A Reforma Tributária vai substituir PIS, Cofins, IPI, ICMS e ISS por dois novos tributos, o IBS e a CBS, com início previsto para janeiro de 2026. O novo modelo vai alterar profundamente a estrutura de arrecadação sobre consumo, impactando desde pequenas empresas até grandes conglomerados, com reflexos diretos sobre o fluxo de caixa e a precificação de produtos e serviços. A mudança deve movimentar cerca de R$ 2,2 trilhões anuais em arrecadação, transformando o país em uma das primeiras economias do mundo com capacidade de mensurar a atividade econômica quase em tempo real. Foi prometido que o novo sistema também busca reduzir o contencioso tributário, que já ultrapassa R$ 5,6 trilhões, valor equivalente a quase 75% do PIB. Em um cenário de transição fiscal e busca por previsibilidade, o último trimestre de 2025 marca um ponto decisivo para as empresas, em que o planejamento tributário deixou de ser opcional e passou a representar um fator de sobrevivência e eficiência fiscal. A advogada tributarista Mary Elbe Queiroz, presidente do Cenapret e sócia do Queiroz Advogados avalia que o momento exige mais do que atenção às novas regras, requer revisão completa das estratégias fiscais, tecnológicas e operacionais, envolvendo todas as áreas da empresa, inclusive a sua localização, pois, a tributação passará a ser no destino. 

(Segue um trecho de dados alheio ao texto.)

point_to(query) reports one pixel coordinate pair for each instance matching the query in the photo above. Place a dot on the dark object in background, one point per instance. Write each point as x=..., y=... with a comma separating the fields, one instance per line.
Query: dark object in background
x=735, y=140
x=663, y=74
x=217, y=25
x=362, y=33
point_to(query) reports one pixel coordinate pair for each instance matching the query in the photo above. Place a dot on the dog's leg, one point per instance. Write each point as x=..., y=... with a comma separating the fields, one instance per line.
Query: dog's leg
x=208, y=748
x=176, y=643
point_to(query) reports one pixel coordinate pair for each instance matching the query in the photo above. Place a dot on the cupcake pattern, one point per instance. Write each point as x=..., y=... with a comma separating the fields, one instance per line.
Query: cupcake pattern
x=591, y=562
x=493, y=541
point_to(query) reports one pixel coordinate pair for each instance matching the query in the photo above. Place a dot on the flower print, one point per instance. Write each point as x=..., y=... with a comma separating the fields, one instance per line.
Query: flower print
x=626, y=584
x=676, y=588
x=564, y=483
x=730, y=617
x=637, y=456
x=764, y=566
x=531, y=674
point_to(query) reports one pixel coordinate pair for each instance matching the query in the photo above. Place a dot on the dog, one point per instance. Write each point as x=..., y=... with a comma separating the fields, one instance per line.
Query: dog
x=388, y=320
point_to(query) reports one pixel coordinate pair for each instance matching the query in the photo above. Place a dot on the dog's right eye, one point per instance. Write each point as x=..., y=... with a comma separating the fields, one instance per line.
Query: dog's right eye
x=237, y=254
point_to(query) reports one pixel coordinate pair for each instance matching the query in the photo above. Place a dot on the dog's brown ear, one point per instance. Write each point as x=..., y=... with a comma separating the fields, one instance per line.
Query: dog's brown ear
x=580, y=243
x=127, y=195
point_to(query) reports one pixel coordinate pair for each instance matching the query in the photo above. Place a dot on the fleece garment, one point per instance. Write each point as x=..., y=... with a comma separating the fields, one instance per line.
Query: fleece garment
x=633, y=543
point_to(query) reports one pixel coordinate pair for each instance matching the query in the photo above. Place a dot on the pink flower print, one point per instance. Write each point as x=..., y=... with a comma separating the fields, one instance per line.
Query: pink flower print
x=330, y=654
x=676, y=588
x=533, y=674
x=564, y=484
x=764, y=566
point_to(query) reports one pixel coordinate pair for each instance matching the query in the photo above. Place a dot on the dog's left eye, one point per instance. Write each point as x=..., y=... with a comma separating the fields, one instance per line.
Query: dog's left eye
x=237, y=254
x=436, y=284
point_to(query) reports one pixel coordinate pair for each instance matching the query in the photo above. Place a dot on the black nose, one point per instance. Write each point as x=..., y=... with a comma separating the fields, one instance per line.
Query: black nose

    “A reforma tributária é a maior reestruturação das últimas décadas e muda a lógica de apuração, local da tributação e de crédito. Empresas que trabalham com cadeias longas, prazos de pagamentos e recebimento e regimes especiais ou benefícios regionais precisarão avaliar como o novo sistema impactará seu fluxo de caixa e a precificação de seus produtos, pois os tributos serão calculados “por fora” do preço cobrado pelo fornecedor. A CBS e o IBS criam uma base ampla e transparente, mas também eliminam brechas e distorções que vinham sendo usadas para reduzir a carga. Quem não se planejar agora corre o risco de pagar mais do que deve e de enfrentar insegurança jurídica na transição”, afirma. Para a especialista, o impacto será sentido tanto no planejamento contábil quanto no estratégico, já que o novo modelo exigirá maior integração entre áreas tecnológica, financeira, fiscal e jurídica. “O momento de agir é antes da mudança começar a valer. Depois, as margens de ajuste serão muito menores”, completa. Uma nova estrutura permitirá o cruzamento automatizado de informações fiscais em tempo real, por meio de uma base digital nacional. Esse mecanismo vai permitir que o governo acompanhe as transações de bens e serviços de forma instantânea, fortalecendo o combate à sonegação e aumentando a transparência na arrecadação. A especialista observa que essa rastreabilidade total também aumenta a exposição das empresas, exigindo controles internos mais robustos e auditorias preventivas. 

    “O contribuinte ganha clareza, mas também visibilidade. Notas, créditos e débitos estarão totalmente integrados, e operações sem lastro contábil ou com erros de classificação serão rapidamente identificadas. O planejamento tributário precisa ser visto como um processo contínuo, e não como uma ação pontual de fim de exercício”, reforça Mary Elbe. Ela acrescenta que empresas com múltiplas filiais, operações interestaduais ou regimes especiais de apuração devem ter atenção redobrada, já que o novo sistema elimina diferenças regionais e tende a centralizar a cobrança, o que exige uma revisão criteriosa de toda a estrutura operacional. O fechamento de 2025 representa a última grande janela para agir com segurança e previsibilidade. “As empresas precisam usar esses meses para simular cenários, revisar regimes tributários, identificar créditos acumulados e avaliar políticas de precificação e contratos. O planejamento feito dentro da legalidade é o que vai separar quem se adapta com eficiência de quem será surpreendido por novas alíquotas e obrigações”, conclui Mary Elbe. Ela destaca ainda que os efeitos da reforma não se limitam à área financeira: impactam também a governança corporativa, a relação com fornecedores e parceiros e o próprio posicionamento competitivo no mercado.